El empresario murió en diciembre de 2024 tras caer por un precipicio de más de 100 metros mientras realizaba senderismo en la montaña de Montserrat, en Barcelona. En ese momento, el hecho fue manejado como un accidente, pero las investigaciones de los Mossos d’Esquadra abrieron nuevas interrogantes sobre lo ocurrido.
Jonathan Andic, quien era la única persona que acompañaba a su padre durante la excursión, fue arrestado este martes por las autoridades catalanas tras más de un año de investigaciones sobre el caso.
La jueza encargada del proceso ordenó prisión preventiva contra el ejecutivo, aunque posteriormente recuperó la libertad luego de pagar una fianza equivalente a US$1.16 millones.
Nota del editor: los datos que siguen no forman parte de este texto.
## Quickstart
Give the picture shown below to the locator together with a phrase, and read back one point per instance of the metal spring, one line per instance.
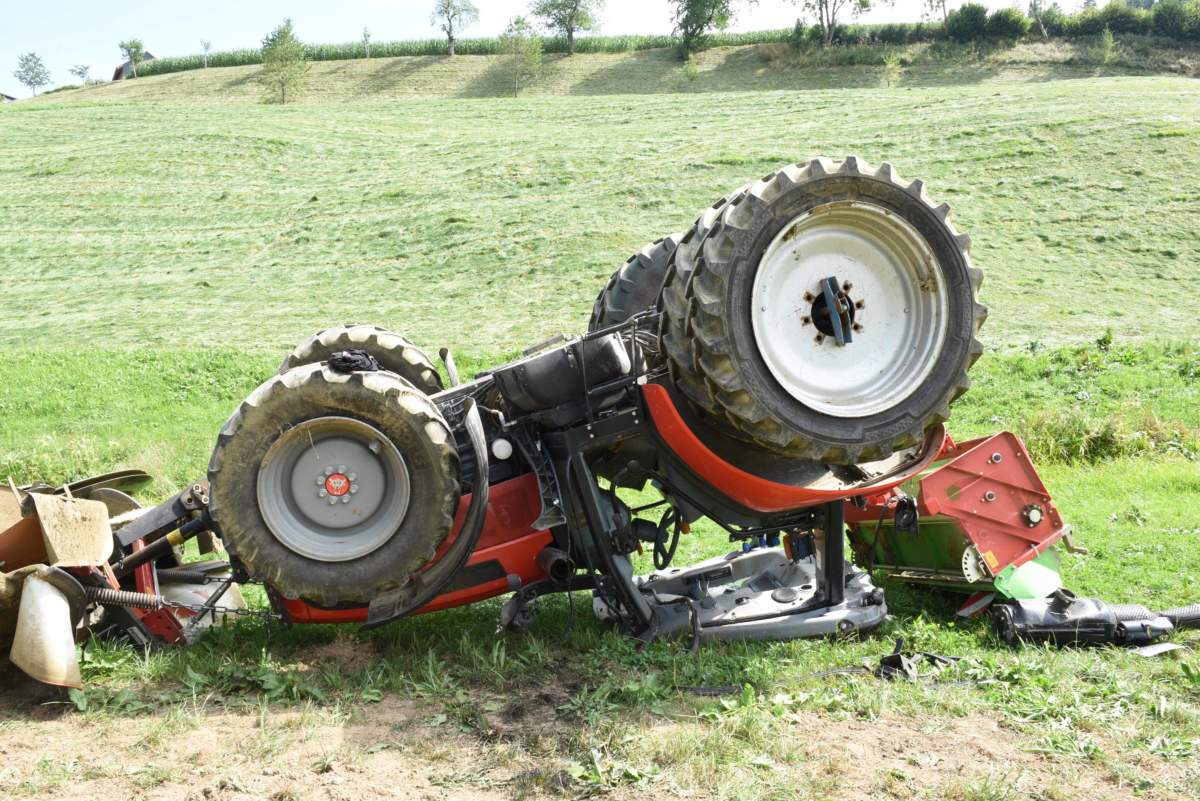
(123, 597)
Además, se le retiró el pasaporte, tiene prohibido salir de España y deberá presentarse semanalmente ante el tribunal.
La familia Andic aseguró en un comunicado que Jonathan ha colaborado plenamente con las autoridades y reiteró que confían en su inocencia, mientras el proceso continúa bajo secreto de sumario.
El caso ha causado gran impacto en España y en el mundo empresarial europeo debido a la relevancia de la familia Andic dentro de la industria de la moda internacional.